Overall, irregular EU border crossings decreased by nearly 40% last year and continue to fall, according to EU border and coast guard agency Frontex.

That hasn’t stopped politicians from focusing on — and sometimes fearmongering over — migration. This month, the Dutch government collapsed after a populist far-right lawmaker withdrew his party’s ministers over migration policy.

In Greece, the new far-right migration minister has threatened rejected asylum seekers with jail time.

A few miles from where Namjoyan now lives, in a forest of pine and olive trees, is a new EU-funded migrant center. It's one of the largest in Greece and can house up to 5,000 people.

Greek officials denied an Associated Press request to visit. Its opening is blocked, for now, by court challenges.

Some locals say the remote location seems deliberate — to keep migrants out of sight and out of mind.

“We don’t believe such massive facilities are needed here. And the location is the worst possible – deep inside a forest,” said Panagiotis Christofas, mayor of Lesbos’ capital, Mytilene. “We’re against it, and I believe that’s the prevailing sentiment in our community.”

A focus on border security

For most of Europe, migration efforts focus on border security and surveillance.

The European Commission this year greenlighted the creation of “return” hubs — a euphemism for deportation centers — for rejected asylum seekers. Italy has sent unwanted migrants to its centers in Albania, even as that faces legal challenges.

Governments have resumed building walls and boosting surveillance in ways unseen since the Cold War.

In 2015, Frontex was a small administrative office in Warsaw.
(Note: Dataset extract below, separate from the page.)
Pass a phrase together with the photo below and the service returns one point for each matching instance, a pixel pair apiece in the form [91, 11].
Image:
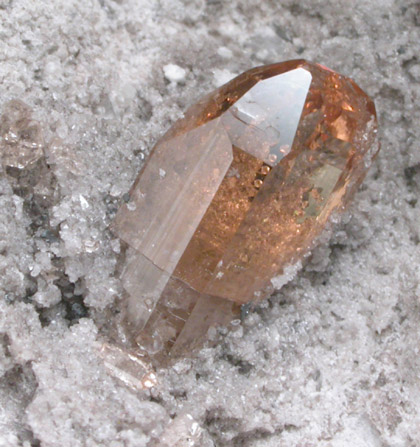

Now, it's the EU's biggest agency, with 10,000 armed border guards, helicopters, drones and an annual budget of over 1 billion euros.

On other issues of migration — reception, asylum and integration, for example — EU nations are largely divided.

The legacy of Lesbos

Last year, EU nations approved a migration and asylum pact laying out common rules for the bloc's 27 countries on screening, asylum, detention and deportation of people trying to enter without authorization, among other things.

“The Lesbos crisis of 2015 was, in a way, the birth certificate of the European migration and asylum policy,” Margaritis Schinas, a former European Commission vice president and a chief pact architect, told AP.

He said that after years of fruitless negotiations, he's proud of the landmark compromise.

“We didn’t have a system,” Schinas said. “Europe’s gates had been crashed."

The deal, endorsed by the United Nations refugee agency, takes effect next year. Critics say it made concessions to hardliners. Human rights organizations say it will increase detention and erode the right to seek asylum.

Some organizations also criticize the “externalization” of EU border management — agreements with countries across the Mediterranean to aggressively patrol their coasts and hold migrants back in exchange for financial assistance.

The deals have expanded, from Türkiye to the Middle East and across Africa. Human rights groups say autocratic governments are pocketing billions and often subject the displaced to appalling conditions.

Lesbos still sees some migrants arrive Lesbos' 80,000 residents look back at the 2015 crisis with mixed feelings.

Fisherman Stratos Valamios saved some children. Others drowned just beyond his reach, their bodies still warm as he carried them to shore.

“What’s changed from back then to now, 10 years on? Nothing,” he said. “What I feel is anger — that such things can happen, that babies can drown.”

Those who died crossing to Lesbos are buried in two cemeteries, their graves marked as “unknown.”

Tiny shoes and empty juice boxes with faded Turkish labels can still be found on the northern coast. So can black doughnut-shaped inner tubes, given by smugglers as crude life preservers for children. At Moria, a refugee camp destroyed by fire in 2020, children’s drawings remain on gutted building walls.

Migrants still arrive, and sometimes die, on these shores. Lesbos began to adapt to a quieter, more measured flow of newcomers.

Efi Latsoudi, who runs a network helping migrants learn Greek and find jobs, hopes Lesbos’ tradition of helping outsiders in need will outlast national policies.

“The way things are developing, it’s not friendly for newcomers to integrate into Greek society,” Latsoudi said. "We need to do something. ... I believe there is hope.”